What emerges from this, as may be gleaned from the title, is a book that is far more than a biography. It is about the world in which he lives. One might read this book, for example, to gain understanding of how science and politics combine – or don’t. It tells the story of what the politicians need from science and vice versa, this at both national and international level. Who gets the credit for combined international projects? Who leads them? Scientists have an invidious choice in that they can leave all this to people who don’t necessarily, supposing the best will, have the understanding to make the decisions; or they can get involved themselves with the costs in time, emotional energy, pyche, that may result. Indeed this was the case for Hoyle whose battles on these fronts must have cost him dearly. There is much material here to fascinate the sociologist.
It tries to explain what we see as the degeneration of Hoyle’s standing as he takes deeply unpopular stands which sounded crazy – still sound crazy no doubt – but may still be vindicated. In short his science fiction, his stubbornness, his isolation, his independence and his satisfaction from making people angry came together to see him roundly abused by his peers. Gregory, in a way she has of being subtle but firm, distances Hoyle from his partnership with Chandra Wickramasinghe which did so much to destroy his reputation. Nonetheless, one can see the attraction for Hoyle of Wickramasinghe’s wacky theories. It gave Steady State new hope and it clearly fitted in with ideas he had been toying with for a long time in his science fiction. Thankfully, he was able to drop this aspect of his thinking and get back to more conventional cosmology for a good period before his death.

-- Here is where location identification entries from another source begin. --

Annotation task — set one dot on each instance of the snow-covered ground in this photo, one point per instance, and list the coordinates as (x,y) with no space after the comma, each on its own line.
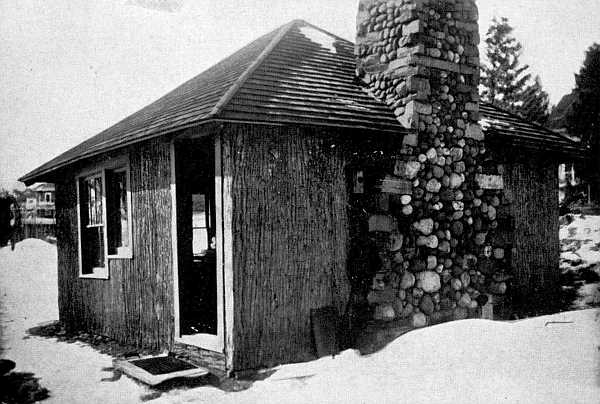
(580,256)
(553,359)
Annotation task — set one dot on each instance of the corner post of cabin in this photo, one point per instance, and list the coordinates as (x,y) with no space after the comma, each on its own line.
(224,213)
(174,240)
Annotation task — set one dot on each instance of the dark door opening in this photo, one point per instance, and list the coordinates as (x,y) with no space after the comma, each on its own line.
(196,237)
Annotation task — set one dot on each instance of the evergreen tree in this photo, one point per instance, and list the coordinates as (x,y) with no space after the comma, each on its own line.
(584,120)
(506,83)
(536,103)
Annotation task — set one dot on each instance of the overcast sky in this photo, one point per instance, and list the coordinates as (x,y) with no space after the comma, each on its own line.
(71,68)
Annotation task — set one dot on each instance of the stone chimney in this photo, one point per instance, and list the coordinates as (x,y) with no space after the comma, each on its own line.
(420,57)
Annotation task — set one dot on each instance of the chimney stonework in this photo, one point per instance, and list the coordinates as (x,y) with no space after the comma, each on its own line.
(420,57)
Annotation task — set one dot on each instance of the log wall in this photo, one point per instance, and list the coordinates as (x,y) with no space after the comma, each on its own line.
(134,306)
(533,187)
(289,239)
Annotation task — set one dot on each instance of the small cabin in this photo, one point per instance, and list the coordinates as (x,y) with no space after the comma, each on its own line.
(277,182)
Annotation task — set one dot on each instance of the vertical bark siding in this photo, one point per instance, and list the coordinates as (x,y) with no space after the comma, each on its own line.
(534,187)
(135,306)
(289,239)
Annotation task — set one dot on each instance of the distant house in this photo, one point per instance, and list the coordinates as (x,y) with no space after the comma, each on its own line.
(571,173)
(294,175)
(40,204)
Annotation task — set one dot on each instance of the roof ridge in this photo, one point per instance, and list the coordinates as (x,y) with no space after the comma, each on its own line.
(233,89)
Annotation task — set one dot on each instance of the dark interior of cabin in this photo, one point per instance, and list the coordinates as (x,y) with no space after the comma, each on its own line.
(196,236)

The price he paid for his involvement with Wickramasinghe was heavy, Fowler alone being awarded the Nobel Prize he should have shared with Hoyle. Many were uneasy about this situation – his Nobel prize winning work was just that. How can a scientist be judged instead on whether he rubs people up the wrong way or whether he has fields of investigation that are unpopular, if not crazy. This judgement on Hoyle was a judgement on science. A warning of what could happen if you didn’t toe the line. Hoyle often thought his fields had developed politically to a point where one wasn’t able to think brilliantly and come up with new important ideas. This story of his Nobel that wasn’t would be an object lesson not to rock the boat. Ironically, he suffered just the fate that Jocelyn Bell did, who might also have been awarded a Nobel Prize but wasn’t. It was for different reasons, it was because she was a girl, or because she was a student, or both, but Hoyle didn’t like it one bit and went in to bat for her subsequently. She distanced herself from Hoyle’s defence – or attack, if you like – but it isn’t at all clear to me that this was for any reason other than she knew to toe the line.

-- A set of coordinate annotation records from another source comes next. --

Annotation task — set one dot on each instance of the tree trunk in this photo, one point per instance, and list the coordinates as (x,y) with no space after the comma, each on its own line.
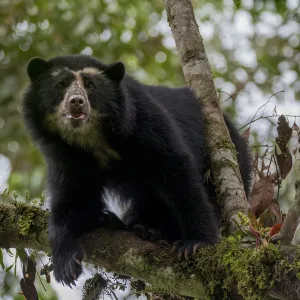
(198,75)
(224,270)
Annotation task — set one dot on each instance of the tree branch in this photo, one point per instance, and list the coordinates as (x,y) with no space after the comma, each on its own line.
(225,269)
(198,75)
(292,219)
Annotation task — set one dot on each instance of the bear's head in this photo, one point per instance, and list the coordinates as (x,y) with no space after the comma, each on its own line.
(70,96)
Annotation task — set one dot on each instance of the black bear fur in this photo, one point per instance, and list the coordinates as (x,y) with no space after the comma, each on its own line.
(151,149)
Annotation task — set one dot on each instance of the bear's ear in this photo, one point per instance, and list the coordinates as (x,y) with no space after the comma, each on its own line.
(37,66)
(115,71)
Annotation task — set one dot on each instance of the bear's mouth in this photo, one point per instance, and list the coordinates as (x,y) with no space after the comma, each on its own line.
(76,115)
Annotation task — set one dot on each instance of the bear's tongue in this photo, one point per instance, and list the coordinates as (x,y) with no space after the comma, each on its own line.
(77,115)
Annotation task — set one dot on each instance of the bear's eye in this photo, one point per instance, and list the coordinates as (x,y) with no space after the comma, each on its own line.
(61,85)
(90,85)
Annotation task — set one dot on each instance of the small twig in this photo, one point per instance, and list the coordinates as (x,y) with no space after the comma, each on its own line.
(291,220)
(266,117)
(261,146)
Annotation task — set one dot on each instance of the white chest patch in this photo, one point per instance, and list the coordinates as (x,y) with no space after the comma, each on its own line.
(115,204)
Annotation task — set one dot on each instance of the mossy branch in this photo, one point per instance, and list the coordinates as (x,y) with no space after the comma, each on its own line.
(225,270)
(198,75)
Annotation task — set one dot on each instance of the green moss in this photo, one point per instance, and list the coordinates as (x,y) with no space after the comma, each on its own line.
(229,264)
(31,220)
(220,268)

I’m amazed at how unknown Hoyle is now, within his discipline and without it. It is staggering to compare with his rockstar (never let it be said that I can’t use a post-1950s word) presence in his prime. Not only was he publicly a star who inspired a generation of children to become scientists and was at one point the most popular broadcaster on the BBC – imagine that, a scientist – but one of the fascinating stories that is part of this book is the efforts of the British Government to try to keep him in Britain when he was threatening to move to the US. He wouldn’t have been the first of his colleagues to do so in this period, but the others didn’t matter. Reading the vast amount of harried, fraught governmental correspondence during this tense period of trying to keep Hoyle sweet, is to get a true understanding of how important the man was.
In short, this is an admirable work of footslogging scholarship, which takes us behind the scenes. It doesn’t just show us the universe, it gives us micro-views of how it operates. Gregory completely takes the backseat to the material, it is almost like primary sources, which is why the sociologist would find it so rewarding. There should be an XKCD cartoon – stand back, I’m going to do history – Bravo, Gregory!